There were actually two: two separate developments. Albert Einstein’s initial breakthrough was his 1905 Special Theory of Relativity, whose ideas were mostly evolutionary rather than revolutionary. It built upon revelations from physicists like Hendrik Lorentz and George Fitzgerald, and explained the bewildering 19^{th}-century discovery that light has a constant speed. It used simple math that even I could easily teach to my college students in the 1990s. But Einstein’s 1916 general relativity theory seemingly came from outer space. It had very little precedent and was truly an act of genius. Its math was complex, and utilized “field equations” that even NASA avoids whenever possible. A few years later it was said that only five people in the world understood General Relativity.
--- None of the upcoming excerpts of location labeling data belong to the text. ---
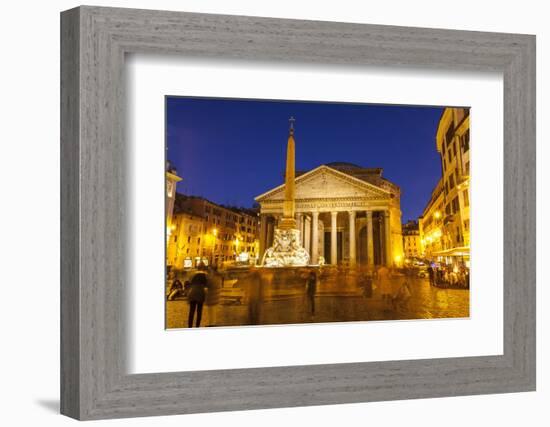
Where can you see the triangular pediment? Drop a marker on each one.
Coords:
(323, 182)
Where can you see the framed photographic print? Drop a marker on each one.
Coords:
(284, 213)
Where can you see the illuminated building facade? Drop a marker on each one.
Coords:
(215, 234)
(347, 214)
(445, 223)
(172, 179)
(411, 240)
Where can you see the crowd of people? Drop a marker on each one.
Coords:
(202, 287)
(446, 276)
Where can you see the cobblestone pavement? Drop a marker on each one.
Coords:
(426, 302)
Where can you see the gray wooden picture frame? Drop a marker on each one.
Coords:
(94, 381)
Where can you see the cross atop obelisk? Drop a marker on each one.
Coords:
(288, 221)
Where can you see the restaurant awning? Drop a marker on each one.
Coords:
(462, 251)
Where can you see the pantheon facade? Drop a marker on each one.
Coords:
(347, 214)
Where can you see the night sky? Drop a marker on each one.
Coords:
(230, 151)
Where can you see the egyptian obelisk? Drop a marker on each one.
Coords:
(287, 249)
(288, 221)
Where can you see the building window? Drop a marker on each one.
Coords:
(466, 141)
(455, 205)
(449, 134)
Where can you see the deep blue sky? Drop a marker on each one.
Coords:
(230, 151)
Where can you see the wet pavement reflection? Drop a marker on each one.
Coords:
(260, 297)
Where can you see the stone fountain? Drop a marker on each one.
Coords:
(287, 249)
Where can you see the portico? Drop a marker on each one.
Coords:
(346, 214)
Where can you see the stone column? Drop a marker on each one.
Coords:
(370, 244)
(307, 234)
(352, 246)
(387, 236)
(263, 235)
(333, 238)
(315, 238)
(269, 239)
(299, 220)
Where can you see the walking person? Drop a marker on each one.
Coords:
(176, 290)
(384, 285)
(197, 295)
(431, 275)
(311, 289)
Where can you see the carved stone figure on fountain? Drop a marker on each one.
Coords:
(287, 249)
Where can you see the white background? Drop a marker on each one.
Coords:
(29, 217)
(151, 78)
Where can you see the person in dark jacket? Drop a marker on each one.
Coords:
(311, 289)
(176, 290)
(197, 295)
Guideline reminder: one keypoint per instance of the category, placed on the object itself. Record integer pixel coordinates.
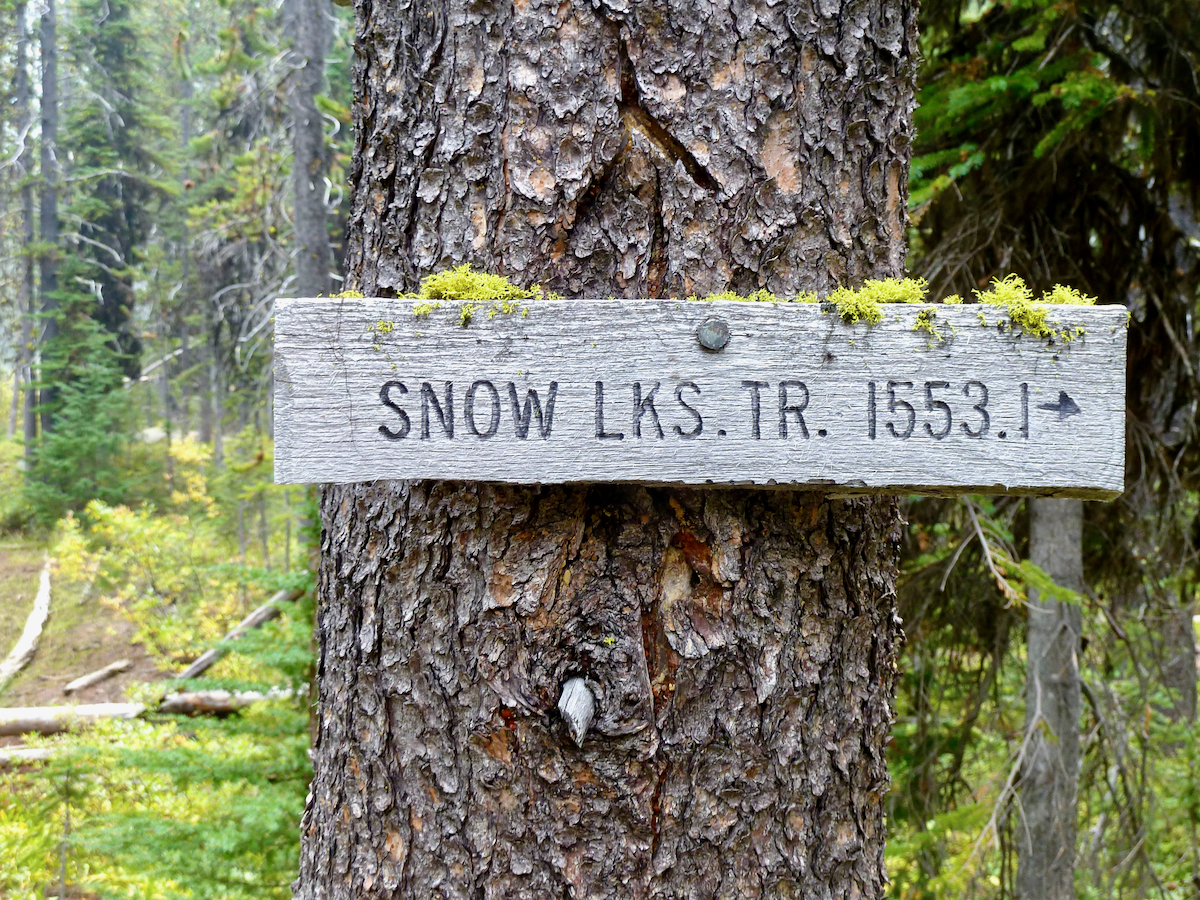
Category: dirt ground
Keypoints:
(81, 636)
(19, 568)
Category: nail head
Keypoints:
(713, 334)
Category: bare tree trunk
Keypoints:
(739, 645)
(48, 263)
(15, 405)
(310, 162)
(1045, 833)
(25, 167)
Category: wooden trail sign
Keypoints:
(667, 391)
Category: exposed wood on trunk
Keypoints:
(739, 645)
(261, 616)
(12, 757)
(310, 161)
(27, 645)
(52, 720)
(100, 675)
(1045, 833)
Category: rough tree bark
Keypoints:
(1045, 833)
(741, 645)
(48, 259)
(310, 162)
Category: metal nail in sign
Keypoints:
(669, 391)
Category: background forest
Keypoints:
(168, 168)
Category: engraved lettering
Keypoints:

Special relativity clarified the concept of reference frames – meaning, the laws of physics work just as well from a moving platform as from a stationary one, but observers in each see different things happening; two events occurring sequentially in one situation might appear simultaneous in the other. And observers in each might disagree in their measurements of length and the passage of time, but would always agree when it came to light, which is always observed to have a constant speed. It established that matter and energy are two faces of the same phenomenon, so that a baseball is merely a sphere of concentrated energy. His famous equation E = mc², derived from the well-known kinetic energy formula E= ½mv² combined with the Lorentz transformation equation, showed how energy and matter convert to each other. This was the basis for the atomic bombs created 40 years later. It’s actually better not to say that mass can convert to energy; rather, mass *is *energy.

By contrast, general relativity largely dealt with motion. Einstein showed that gravity, rather than being a force, is identical to acceleration, and results from a warping of empty space produced by nearby massive objects. (Thus, the feeling you get when standing on a sidewalk is not that Earth’s gravity is pulling on your feet, but that your body is being accelerated downward by the curved spacetime created by Earth’s mass.) Thus, a planet orbiting the Sun is merely falling in a straight path through the curved space caused by the Sun’s mass.

Einstein also introduced the concept of space-time, a mathematical construct (not an actual physical entity) that explains how objects move. One takeaway from this is that if we regard time and space as distinct from each other, we run into problems because each is illusory in and of itself. In reality, said Einstein, traveling faster through space always results in traveling at a slower rate through time. Thus, another aspect of general relativity is length contraction and time dilation. This means that distances in space shrink as you move faster, while at the same time anyone observing you sees your time slowing down.

These were mind-bending ideas. But were they true? British physicist Arthur Eddington realized that general relativity could be proven or disproven during a total solar eclipse. So, expeditions were dispatched during the eclipse of May 29, 1919, when the Sun was embedded in a star cluster in Taurus. Careful measurements showed that the stars nearest the Sun shifted position, proving that warped space-time had caused their light to arrive here by taking a slightly different path.

Hopefully, all this is of some help in grasping the basics of Einstein’s genius.